Mayon volcano in the Philippines was raised from Alert Level 1 (low level unrest) to Alert Level 2 (moderate unrest) on 10th July 2009. Beginning June 2009 seismic activity increased to the same level when a phreatic explosion occurred last August 2008. Ground uplift of one centimetre has been measured, and a summit glow was visible from Lignon Hill Observatory. An aerial survey on 8th July, 2009, showed a cone-shaped pile of hot, steaming old rocks at the summit. The low frequency volcanic earthquakes and ground uplift may indicate that new magma is rising towards the surface. A 6-km radius Permanent Danger Zone and the 7-km Extended Danger Zone on the southeast flank of the volcano are off-limits at Mayon volcano.

2008 Eruption
On 10th August 2008, an explosion occurred at Mayon volcano in Philippines. Ash reached 9000 ft altitude and drifted ENE. During the weeks prior to the eruption, there was visible glow at the crater, and increasing seismicity.

2006 Eruption
Eruptions of Mayon volcano in August 2006 resulted in evacuation of 48,000 people, and 1266 people were killed in December 2006 when heavy rain from typhoon Durian caused landslides and floods at the base of the volcano. Lessons from eruption of Mt Pinatubo in 1991 had been forgotton.

1984 Eruptions
An eruption began on 10th September 1984 with lava spilling over the crater rim. Incandescent blocks rolled 600 m down the NW flank, destroying trees.

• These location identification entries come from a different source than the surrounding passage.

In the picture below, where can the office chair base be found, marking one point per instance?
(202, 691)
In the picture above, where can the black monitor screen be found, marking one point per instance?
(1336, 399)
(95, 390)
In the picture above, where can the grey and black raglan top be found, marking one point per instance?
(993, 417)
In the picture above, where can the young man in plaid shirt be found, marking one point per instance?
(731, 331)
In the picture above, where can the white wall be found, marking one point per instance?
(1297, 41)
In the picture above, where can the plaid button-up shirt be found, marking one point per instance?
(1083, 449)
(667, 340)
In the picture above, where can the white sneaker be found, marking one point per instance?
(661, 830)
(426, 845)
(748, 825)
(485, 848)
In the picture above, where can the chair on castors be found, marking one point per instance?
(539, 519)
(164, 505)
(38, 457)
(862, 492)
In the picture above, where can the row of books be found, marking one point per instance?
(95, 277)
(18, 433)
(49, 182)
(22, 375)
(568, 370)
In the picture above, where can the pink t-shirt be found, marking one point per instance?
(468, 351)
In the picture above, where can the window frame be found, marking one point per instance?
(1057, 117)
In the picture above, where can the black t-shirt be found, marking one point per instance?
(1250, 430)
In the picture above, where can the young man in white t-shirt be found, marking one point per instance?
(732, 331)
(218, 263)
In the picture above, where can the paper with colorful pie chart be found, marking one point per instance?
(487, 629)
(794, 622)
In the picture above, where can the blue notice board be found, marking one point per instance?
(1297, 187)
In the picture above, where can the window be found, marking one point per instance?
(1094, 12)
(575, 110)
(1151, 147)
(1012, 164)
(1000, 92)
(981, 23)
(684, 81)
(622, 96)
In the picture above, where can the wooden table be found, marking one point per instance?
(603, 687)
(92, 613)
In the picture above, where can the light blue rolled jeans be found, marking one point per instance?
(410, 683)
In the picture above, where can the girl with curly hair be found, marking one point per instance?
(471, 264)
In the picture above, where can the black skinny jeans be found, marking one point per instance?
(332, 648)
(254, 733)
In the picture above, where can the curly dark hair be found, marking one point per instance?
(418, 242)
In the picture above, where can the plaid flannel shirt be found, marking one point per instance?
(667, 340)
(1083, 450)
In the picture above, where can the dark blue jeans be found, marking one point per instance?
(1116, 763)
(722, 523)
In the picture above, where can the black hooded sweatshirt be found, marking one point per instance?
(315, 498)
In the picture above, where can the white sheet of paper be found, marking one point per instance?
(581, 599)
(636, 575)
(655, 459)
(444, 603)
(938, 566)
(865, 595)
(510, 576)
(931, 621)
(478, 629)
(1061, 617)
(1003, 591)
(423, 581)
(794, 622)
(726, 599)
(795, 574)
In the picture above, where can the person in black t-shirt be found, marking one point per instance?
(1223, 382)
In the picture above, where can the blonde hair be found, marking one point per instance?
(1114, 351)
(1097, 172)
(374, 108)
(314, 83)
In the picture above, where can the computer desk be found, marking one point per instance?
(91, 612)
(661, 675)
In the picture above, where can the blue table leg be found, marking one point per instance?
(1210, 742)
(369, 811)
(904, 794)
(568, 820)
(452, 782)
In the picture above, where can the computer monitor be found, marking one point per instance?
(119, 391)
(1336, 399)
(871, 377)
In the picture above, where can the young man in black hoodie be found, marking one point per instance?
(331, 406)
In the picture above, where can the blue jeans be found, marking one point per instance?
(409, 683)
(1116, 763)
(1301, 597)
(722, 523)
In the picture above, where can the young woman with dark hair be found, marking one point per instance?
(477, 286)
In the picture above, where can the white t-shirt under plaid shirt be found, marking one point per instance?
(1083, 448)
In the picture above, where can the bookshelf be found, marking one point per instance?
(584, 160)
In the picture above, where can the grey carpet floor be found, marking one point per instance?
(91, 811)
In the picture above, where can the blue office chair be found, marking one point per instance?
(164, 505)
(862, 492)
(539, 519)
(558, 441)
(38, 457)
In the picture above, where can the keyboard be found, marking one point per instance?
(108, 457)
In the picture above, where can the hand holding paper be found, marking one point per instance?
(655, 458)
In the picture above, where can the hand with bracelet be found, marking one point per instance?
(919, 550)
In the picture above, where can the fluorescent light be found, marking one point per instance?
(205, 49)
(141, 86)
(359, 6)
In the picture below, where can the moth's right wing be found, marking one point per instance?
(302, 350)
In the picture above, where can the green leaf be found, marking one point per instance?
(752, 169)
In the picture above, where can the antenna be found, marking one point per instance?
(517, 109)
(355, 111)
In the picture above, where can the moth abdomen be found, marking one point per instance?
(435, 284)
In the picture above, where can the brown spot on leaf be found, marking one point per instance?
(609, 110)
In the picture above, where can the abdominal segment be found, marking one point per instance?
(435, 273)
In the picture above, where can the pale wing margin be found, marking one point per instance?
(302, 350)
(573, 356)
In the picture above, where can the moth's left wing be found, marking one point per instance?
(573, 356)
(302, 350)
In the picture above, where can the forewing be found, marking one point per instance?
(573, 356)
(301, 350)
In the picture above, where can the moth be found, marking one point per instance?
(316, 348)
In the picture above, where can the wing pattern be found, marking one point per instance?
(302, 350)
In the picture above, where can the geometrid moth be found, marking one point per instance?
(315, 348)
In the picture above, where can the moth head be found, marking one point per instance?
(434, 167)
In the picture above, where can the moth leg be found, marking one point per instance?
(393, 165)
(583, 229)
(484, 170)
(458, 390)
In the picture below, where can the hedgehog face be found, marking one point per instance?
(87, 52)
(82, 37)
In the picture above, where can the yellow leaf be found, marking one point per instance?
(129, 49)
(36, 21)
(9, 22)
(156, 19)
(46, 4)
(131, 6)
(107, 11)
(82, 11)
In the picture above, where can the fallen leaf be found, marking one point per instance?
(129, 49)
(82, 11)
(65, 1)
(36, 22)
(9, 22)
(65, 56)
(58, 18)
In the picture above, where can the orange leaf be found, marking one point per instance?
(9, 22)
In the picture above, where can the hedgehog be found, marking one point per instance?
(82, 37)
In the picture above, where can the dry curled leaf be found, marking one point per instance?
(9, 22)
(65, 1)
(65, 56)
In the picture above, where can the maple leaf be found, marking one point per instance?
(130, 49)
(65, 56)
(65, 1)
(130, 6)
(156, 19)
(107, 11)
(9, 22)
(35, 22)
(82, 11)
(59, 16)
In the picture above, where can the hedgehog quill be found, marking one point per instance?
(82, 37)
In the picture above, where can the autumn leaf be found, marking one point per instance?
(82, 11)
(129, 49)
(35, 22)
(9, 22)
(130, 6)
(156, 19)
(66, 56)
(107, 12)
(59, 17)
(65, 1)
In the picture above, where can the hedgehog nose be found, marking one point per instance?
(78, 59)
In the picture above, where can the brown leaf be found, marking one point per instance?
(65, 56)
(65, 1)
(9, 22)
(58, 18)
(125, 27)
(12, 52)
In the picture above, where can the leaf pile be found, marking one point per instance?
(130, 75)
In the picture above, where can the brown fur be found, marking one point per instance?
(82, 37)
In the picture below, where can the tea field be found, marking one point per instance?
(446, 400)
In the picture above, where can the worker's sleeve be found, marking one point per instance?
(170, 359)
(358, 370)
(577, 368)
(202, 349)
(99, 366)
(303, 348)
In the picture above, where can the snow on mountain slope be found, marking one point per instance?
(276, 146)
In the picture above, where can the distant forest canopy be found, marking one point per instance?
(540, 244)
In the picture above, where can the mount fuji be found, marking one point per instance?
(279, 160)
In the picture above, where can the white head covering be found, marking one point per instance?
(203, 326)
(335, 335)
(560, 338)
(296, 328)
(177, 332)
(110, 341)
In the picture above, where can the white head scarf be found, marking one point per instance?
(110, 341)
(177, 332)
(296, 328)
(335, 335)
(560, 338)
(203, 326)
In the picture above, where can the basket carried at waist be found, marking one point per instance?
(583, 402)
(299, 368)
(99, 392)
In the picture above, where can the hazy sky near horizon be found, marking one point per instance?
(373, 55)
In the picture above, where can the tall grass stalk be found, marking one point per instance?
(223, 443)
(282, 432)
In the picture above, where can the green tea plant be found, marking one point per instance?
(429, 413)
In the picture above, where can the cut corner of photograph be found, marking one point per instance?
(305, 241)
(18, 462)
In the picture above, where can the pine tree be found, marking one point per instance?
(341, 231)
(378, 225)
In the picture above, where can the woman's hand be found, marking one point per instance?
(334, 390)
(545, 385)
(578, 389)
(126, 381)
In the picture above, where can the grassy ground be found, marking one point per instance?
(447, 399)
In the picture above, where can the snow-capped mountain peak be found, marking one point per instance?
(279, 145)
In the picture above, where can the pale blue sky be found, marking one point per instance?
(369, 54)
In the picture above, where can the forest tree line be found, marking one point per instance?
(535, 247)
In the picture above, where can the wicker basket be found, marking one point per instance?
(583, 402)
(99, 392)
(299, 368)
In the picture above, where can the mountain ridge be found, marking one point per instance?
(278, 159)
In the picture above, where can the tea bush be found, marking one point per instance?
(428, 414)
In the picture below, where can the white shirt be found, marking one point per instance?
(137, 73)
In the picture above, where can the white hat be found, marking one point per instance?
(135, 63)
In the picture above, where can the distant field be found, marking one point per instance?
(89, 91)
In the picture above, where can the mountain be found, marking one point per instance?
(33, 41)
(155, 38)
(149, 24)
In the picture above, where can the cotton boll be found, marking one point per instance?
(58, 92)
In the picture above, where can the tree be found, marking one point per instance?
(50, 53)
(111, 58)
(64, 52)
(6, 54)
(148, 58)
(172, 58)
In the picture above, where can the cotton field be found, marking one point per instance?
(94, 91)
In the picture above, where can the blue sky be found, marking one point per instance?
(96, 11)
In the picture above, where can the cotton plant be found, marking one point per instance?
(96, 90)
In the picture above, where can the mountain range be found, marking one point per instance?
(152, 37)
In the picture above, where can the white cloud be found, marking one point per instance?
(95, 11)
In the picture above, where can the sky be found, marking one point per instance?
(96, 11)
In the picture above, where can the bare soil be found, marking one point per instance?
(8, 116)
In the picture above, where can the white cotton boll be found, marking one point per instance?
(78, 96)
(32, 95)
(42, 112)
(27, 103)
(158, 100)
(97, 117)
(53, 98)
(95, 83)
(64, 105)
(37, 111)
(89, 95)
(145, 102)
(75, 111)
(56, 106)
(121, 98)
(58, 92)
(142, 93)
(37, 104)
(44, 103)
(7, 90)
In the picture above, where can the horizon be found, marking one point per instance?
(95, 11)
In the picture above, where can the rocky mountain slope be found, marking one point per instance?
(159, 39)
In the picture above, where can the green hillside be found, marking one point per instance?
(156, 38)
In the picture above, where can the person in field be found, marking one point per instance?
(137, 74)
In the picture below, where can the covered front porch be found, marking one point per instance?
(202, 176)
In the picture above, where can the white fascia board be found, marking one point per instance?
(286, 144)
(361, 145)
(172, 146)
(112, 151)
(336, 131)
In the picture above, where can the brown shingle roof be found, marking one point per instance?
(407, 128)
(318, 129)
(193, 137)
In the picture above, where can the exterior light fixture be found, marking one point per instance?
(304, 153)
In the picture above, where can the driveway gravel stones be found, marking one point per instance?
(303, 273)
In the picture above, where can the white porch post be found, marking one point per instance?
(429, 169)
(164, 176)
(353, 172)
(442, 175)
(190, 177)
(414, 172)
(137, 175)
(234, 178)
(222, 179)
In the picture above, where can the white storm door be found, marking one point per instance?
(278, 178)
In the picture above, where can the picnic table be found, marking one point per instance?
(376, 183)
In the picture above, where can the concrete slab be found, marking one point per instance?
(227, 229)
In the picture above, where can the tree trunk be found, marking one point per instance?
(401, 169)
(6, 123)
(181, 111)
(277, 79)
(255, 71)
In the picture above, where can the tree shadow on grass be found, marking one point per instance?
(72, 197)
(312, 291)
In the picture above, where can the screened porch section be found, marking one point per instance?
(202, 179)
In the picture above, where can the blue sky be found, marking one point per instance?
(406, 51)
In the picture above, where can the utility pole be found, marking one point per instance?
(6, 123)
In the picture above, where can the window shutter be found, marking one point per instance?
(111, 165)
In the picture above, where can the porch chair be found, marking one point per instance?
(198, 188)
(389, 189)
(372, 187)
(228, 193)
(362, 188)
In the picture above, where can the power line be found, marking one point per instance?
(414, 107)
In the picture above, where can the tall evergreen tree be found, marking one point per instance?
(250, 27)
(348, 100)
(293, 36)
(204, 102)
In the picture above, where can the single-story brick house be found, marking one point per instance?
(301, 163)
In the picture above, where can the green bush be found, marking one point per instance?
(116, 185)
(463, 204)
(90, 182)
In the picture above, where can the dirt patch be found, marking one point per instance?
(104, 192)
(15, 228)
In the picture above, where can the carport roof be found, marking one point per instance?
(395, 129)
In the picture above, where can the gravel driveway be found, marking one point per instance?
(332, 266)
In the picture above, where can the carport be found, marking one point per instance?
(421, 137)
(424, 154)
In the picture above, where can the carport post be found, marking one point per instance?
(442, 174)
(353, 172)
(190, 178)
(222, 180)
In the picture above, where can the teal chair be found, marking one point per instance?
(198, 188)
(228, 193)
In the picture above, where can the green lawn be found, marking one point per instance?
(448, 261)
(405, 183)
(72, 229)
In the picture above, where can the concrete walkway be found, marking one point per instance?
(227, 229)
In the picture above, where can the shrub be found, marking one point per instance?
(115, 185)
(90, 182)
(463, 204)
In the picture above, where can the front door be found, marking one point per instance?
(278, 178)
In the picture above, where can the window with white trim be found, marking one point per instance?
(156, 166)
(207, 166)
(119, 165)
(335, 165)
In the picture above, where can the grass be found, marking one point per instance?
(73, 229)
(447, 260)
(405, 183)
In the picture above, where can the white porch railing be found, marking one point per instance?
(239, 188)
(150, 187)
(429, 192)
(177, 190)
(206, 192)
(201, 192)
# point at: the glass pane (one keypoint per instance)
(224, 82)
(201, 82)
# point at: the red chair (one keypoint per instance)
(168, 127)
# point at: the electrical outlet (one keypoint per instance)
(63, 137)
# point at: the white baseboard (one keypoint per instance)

On 12th September eruptions became Vulcanian in character with pyroclastic flows extending several kilometers from the summit, and ash emissions rising to a height of 15 km.

1981 Mudflows
On 30th June 1981, typhoon Daling triggered mudflows which killed 40 people, injured nine, and left seven missing.

1978 Eruption
An eruption began at Mayon volcano on 7th May 1978 and gradually increased in intensity, reaching a maximum on 22nd May. An aa lava flow emerged from a breach in the summit crater wall and extended down the SW flank directly over the 1968 flow. Activity intensified on 7th March, with ash emissions and incandescent material were ejected. 8000 people were evacuated.

1968 Eruptions
Eruptions began at Mayon volcano on 21st April 1968. By 15th May more than 100 explosions had occurred, 6 people had been killed, and roughly 100 square km had been covered by ashfall, blocky ash flows, and a lava flow. Explosions from the summit crater ejected large quantities of ash and incandescent blocks to a height of 600 m and ash plumes 10 km high. Nuees ardentes descended southwest and reached 7 km from the summit down to an elevation of 200 m. On 27th April a large explosion breached the southwest crater rim and was followed by a viscous aa lava flow which began moving slowly down the southwest flank.

1897 Eruption
A severe eruption began at Mayon volcano on 23rd June 1897. Lava flowed down the side of the volcano for seven miles towards the east. Volcanic ash fell on the surrounding country for 100 miles to the east and 75 miles to the west. The eruption finished on 30th June 1897 and killed 350-400 people.

1814 Eruption
The eruption of Mayon in 1814 was the most destructive historical eruption at the volcano. The six hour eruption killed 1200 people. Fatalities were caused by pyroclastic density currents, port eruption lahars, and fires set alight by hot tephra.

Mayon Volcano Eruptions

2018, 2009-10, 2008, 2006, 2004, 2003, 2002, 2001, 1993, 1984, 1978, 1968, 1947, 1943, 1941, 1939, 1938, 1928, 1900, 1897, 1896, 1895, 1893, 1891-92, 1890, 1888, 1886-87, 1885, 1881-82, 1876, 1873, 1872, 1871-72, 1868, 1863?, 1862, 1861, 1860, 1859, 1858, 1857, 1855, 1853, 1851, 1846, 1845, 1839, 1834-35, 1827-28, 1814, 1811?, 1800, 1766, 1616.